2. The method as recited in claim 1 , characterized in that the smart tag observes the first phase (Φi) in the time intervals with a duration according to the communication protocol being long enough that the smart tag can match the second phase (Φt) with a phase, which is shifted by the phase angle (ΔΦ) with respect to the first phase (Φi).

3. The method as recited in claim 2 , characterized in that said time intervals of the phase observation are placed closely before the instants, in which, according to the communication protocol, the smart tag starts transmitting said high-frequency wave packets.

4. The method as recited in claim 3 , characterized in that said time intervals of the phase observation are placed in a time window with no tag's transmission even within the duration of bits, in which bits, according to the communication protocol, the smart tag transmits said high-frequency wave packets.

5. The method as recited in claim 4 , characterized in that the smart tag transmits said high-frequency wave packets, in that it excites its own antenna with a simple harmonic voltage, the phase of which voltage, being a second phase (Φt), is set, at the beginning of transmitting each said high-frequency wave packet, shifted each time by the same said phase angle (ΔΦ).

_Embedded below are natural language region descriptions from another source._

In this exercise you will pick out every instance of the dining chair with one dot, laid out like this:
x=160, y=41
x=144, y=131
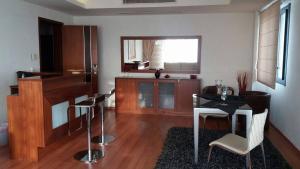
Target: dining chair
x=213, y=90
x=242, y=146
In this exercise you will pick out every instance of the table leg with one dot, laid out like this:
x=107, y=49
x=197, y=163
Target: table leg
x=196, y=134
x=234, y=121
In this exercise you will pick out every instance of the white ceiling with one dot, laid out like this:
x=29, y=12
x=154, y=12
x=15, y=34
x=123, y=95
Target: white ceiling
x=115, y=7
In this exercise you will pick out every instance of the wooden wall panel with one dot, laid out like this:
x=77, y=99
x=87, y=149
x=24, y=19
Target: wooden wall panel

6. The method as recited in claim 4 , characterized in that the smart tag transmits said high-frequency wave packets, in that it excites its own antenna with a voltage having a shape of a pulse group and, the phase of which voltage, being a second phase (Φt), is set, at the beginning of transmitting each said high-frequency wave packet, shifted each time by the same phase angle (ΔΦ).

7. The method as recited in claim 5 , characterized in that the frequency (ft) of the radio waves in said tag's high-frequency wave packets is equal to the frequency (fi) of the interrogator's carrier signal and that said phase angle (ΔΦ) is such that an amplitude of voltage across an interrogator's antenna each time when some of said wave packets influence this antenna always attains the largest attainable interference rise or the largest attainable interference drop.

8. The method as recited in claim 7 , characterized in that the largest attainable interference rise in the amplitude of the voltage across the interrogator's antenna is attained by setting said second phase (Φt) shifted with respect to said observed first phase (Φi) by the phase angle being ΔΦ=180°.

9. The method as recited in claim 7 , characterized in that the largest attainable interference drop of the amplitude of the voltage across the interrogator's antenna is attained by setting said second phase (Φt) shifted with respect to said observed first phase (Φi) by the phase angle being ΔΦ=0.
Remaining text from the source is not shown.